Toyoda slid a bar of layered steel into his forge, and a blast of heat seared the already uncomfortably hot workroom. The stained and flame-singed ferroconcrete walls were festooned with the tools of his trade. Toyoda was an armorer, a man who fashioned beautiful and deadly blades out of solid bars of steel. He did this by beating out the white-hot steel ingot until it was long and narrow, then folding it over, hammering it again, heating it again until the two layers formed an inseparable bond, then repeating the process again and again, some said ten thousand times, until the composite sword blade was ready to be shaped. The Japanese were unique in all peoples of the world – in that only they had perfected the art of composite swordmaking. They used ultrahard steel to shape the edge and spine of the blade, the one to hold a cutting edge so perfectly sharp it virtually disappeared, the other to create a strong backbone. They surrounded this hard spine with layers of mild steel, soft enough to absorb the shock of the hardest blows. Surrounding this were layers of semimild steel of medium hardness to give the blade flexibility. Only then did it have the requisite strength and flexibility to cleave armor and bone and to resist being broken in two.

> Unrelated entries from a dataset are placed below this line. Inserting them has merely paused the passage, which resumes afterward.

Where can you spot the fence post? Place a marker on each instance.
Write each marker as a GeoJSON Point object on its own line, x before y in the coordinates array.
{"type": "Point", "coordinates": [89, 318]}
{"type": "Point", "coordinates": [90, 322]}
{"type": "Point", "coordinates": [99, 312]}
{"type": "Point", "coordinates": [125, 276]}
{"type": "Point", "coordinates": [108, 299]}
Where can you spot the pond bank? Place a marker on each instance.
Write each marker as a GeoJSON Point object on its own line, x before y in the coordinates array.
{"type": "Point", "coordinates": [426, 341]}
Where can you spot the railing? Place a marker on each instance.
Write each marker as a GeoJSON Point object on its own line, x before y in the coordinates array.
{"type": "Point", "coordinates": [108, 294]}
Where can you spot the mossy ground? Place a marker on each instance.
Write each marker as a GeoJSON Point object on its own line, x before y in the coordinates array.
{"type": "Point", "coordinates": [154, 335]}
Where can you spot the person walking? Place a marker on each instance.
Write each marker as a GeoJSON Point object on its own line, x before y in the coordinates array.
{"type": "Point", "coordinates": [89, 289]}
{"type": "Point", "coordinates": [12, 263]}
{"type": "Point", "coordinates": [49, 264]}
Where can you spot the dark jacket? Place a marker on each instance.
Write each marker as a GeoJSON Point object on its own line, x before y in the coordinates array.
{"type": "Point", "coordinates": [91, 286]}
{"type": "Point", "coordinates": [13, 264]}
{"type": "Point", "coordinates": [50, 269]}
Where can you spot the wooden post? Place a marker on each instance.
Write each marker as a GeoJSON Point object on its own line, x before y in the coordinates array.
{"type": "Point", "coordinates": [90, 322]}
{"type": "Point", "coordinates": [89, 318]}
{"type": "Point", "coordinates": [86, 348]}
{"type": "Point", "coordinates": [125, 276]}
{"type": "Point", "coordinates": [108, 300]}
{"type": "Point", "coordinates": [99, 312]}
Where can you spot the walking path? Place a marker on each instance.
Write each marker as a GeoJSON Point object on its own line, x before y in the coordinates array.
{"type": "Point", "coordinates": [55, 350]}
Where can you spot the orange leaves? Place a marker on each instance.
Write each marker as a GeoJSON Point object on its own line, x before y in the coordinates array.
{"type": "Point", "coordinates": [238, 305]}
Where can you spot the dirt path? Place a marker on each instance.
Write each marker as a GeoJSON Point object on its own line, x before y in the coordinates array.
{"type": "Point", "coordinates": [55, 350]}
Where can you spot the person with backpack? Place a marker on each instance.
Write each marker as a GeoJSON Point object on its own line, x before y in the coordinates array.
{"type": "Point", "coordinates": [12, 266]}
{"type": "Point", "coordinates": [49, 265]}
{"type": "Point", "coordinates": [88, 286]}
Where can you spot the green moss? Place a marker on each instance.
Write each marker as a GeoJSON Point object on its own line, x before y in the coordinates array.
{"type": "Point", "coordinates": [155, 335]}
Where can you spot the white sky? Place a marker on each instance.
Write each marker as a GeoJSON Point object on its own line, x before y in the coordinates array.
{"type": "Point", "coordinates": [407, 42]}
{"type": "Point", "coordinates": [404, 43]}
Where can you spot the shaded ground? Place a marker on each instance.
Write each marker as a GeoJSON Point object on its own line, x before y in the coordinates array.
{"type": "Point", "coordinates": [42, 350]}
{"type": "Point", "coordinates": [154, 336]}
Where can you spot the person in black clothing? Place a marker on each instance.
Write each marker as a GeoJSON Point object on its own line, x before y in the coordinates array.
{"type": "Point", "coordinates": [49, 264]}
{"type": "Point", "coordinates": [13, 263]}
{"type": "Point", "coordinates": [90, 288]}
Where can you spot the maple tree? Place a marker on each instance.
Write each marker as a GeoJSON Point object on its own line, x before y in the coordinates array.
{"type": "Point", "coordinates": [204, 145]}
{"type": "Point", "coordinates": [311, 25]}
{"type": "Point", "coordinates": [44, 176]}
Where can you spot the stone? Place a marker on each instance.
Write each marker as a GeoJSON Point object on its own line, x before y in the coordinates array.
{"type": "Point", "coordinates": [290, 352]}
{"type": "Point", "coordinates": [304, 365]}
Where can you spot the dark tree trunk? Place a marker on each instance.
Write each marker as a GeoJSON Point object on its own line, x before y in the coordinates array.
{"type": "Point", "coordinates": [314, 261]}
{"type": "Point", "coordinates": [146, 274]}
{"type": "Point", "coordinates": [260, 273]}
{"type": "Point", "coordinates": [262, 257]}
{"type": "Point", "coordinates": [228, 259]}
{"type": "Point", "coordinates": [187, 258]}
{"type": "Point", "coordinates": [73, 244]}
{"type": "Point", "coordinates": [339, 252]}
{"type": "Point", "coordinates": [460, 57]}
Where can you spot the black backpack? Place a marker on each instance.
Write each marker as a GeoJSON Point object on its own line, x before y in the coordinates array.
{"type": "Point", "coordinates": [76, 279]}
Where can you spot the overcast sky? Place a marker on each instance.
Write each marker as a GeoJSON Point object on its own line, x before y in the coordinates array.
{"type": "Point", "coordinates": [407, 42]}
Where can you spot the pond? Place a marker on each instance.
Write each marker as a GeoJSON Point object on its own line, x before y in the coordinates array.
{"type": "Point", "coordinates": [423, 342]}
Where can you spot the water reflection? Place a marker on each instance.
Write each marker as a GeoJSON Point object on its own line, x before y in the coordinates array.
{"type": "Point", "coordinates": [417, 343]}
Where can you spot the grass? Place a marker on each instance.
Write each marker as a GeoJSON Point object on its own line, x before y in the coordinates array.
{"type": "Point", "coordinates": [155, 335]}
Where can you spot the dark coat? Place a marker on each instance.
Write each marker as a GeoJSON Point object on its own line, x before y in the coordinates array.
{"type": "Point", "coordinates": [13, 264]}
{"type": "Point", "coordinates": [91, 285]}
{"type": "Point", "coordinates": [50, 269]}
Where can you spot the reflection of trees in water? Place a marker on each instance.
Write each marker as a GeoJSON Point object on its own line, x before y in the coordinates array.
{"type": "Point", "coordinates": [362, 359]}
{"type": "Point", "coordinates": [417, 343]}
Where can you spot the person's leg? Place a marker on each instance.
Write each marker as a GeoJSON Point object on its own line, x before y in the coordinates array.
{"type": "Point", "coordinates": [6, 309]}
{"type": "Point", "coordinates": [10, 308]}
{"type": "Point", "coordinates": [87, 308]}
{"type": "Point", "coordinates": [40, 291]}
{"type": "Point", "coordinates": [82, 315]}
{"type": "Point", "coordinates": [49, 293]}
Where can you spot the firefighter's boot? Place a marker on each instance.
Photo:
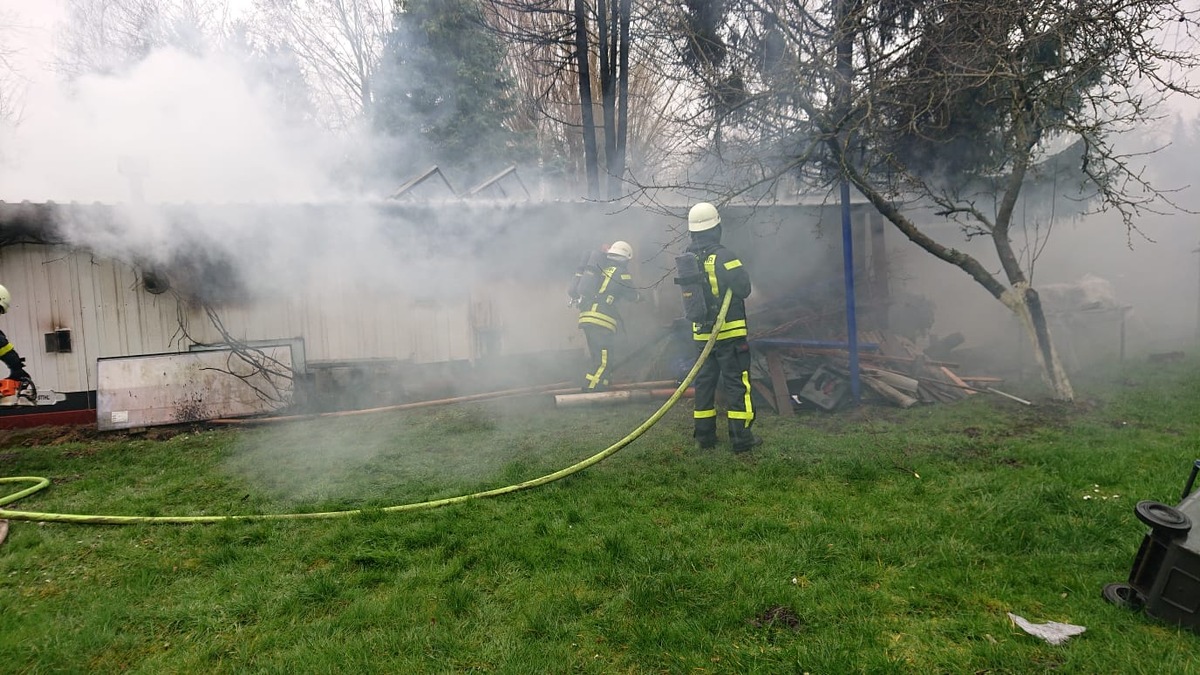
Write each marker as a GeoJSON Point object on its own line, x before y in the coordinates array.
{"type": "Point", "coordinates": [741, 436]}
{"type": "Point", "coordinates": [706, 434]}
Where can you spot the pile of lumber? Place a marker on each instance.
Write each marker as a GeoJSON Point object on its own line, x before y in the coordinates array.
{"type": "Point", "coordinates": [891, 368]}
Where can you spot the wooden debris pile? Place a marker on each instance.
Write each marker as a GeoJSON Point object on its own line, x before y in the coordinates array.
{"type": "Point", "coordinates": [892, 369]}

‘Push dagger,’ Toyoda said now in response to Nicholas’s question. ‘I don’t get too much call for that kind of weapon these days.’ The swordsmith was old – in his seventies, at least, Nicholas estimated, with a round face and skin as lined and leathery as an armadillo’s hide. A wispy white beard floated from the point of his chin.
‘But you have been asked for at least one, haven’t you?’

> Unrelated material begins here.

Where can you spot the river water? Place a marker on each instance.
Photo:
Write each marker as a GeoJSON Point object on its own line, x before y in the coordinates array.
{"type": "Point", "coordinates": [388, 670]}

Toyoda pulled out the steel and was about to pound it with his hammer when he apparently noticed something, a flaw forming, and he flung the now useless piece of metal into a barrel filled with cold water. Steam hissed like an angry serpent.

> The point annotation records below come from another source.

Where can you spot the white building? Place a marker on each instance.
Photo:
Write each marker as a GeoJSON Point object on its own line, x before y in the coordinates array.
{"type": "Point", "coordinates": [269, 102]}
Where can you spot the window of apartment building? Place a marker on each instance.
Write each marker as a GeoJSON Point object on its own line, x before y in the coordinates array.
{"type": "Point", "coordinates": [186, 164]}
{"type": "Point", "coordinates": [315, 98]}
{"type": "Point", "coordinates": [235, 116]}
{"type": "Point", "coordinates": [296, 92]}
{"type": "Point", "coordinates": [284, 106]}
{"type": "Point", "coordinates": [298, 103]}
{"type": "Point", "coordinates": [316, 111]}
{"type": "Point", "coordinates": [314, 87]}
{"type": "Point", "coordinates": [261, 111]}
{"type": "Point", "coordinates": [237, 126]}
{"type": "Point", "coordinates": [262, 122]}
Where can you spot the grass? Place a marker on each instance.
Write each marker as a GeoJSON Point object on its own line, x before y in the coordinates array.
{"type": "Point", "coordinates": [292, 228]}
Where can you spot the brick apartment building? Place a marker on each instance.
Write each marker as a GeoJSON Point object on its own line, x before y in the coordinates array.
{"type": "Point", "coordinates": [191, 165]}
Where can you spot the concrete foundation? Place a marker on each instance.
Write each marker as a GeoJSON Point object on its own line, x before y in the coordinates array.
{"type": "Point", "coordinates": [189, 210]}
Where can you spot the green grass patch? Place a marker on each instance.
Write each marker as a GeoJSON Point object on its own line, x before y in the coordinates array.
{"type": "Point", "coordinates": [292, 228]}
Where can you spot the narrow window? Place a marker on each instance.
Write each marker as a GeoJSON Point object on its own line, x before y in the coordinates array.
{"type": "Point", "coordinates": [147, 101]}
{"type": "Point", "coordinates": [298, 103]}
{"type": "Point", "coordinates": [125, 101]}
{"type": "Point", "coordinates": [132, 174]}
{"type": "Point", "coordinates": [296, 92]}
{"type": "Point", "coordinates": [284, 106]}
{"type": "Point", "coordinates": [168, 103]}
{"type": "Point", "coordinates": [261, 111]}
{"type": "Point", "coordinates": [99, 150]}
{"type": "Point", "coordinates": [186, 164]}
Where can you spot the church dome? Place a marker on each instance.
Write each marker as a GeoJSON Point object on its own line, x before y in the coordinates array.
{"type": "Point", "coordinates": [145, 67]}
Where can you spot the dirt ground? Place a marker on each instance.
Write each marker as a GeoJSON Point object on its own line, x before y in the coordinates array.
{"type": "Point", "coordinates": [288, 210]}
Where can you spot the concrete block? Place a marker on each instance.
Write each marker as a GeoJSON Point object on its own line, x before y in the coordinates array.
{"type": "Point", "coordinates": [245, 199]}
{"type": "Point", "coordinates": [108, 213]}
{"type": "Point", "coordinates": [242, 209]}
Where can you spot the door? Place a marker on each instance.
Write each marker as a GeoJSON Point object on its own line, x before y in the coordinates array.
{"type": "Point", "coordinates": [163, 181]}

The swordsmith wiped his heavy, blunt-fingered hands on his thick apron, went to the front door of his shop, and locked it.
‘Let’s go inside,’ he said.
He led Nicholas into a short hallway behind the forge that was as hot as a sauna going full blast. At the end of it was an open tatami room that looked out onto a tiny garden surrounded on three sides by high walls. Still, a single hinoki cypress, dark green, flourished amid its sterile surroundings. Toyoda pulled down mottled bamboo blinds until the upper half of the wide slider out to the garden was covered. Heat rose like dizzying waves from the desert.
The room was small and decorated as a monk’s cell. Toyoda was a Zen Buddhist; as such, less was always more. It was like the single hinoki – it was all the garden he required.
The two men sat where Toyoda indicated. There was a long white scar down the inside of his left leg where a decade ago surgeons had taken out a vein to circumvent two clogged arteries in his heart. Toyoda offered him tea and he accepted. They drank in companionable silence for some time, staring out at the hinoki.
‘We know each other a long time, Linnear-san.’ Toyoda put aside his cup, signaling the silence was over. ‘I have made you many weapons. Dangerous weapons. Unique weapons.’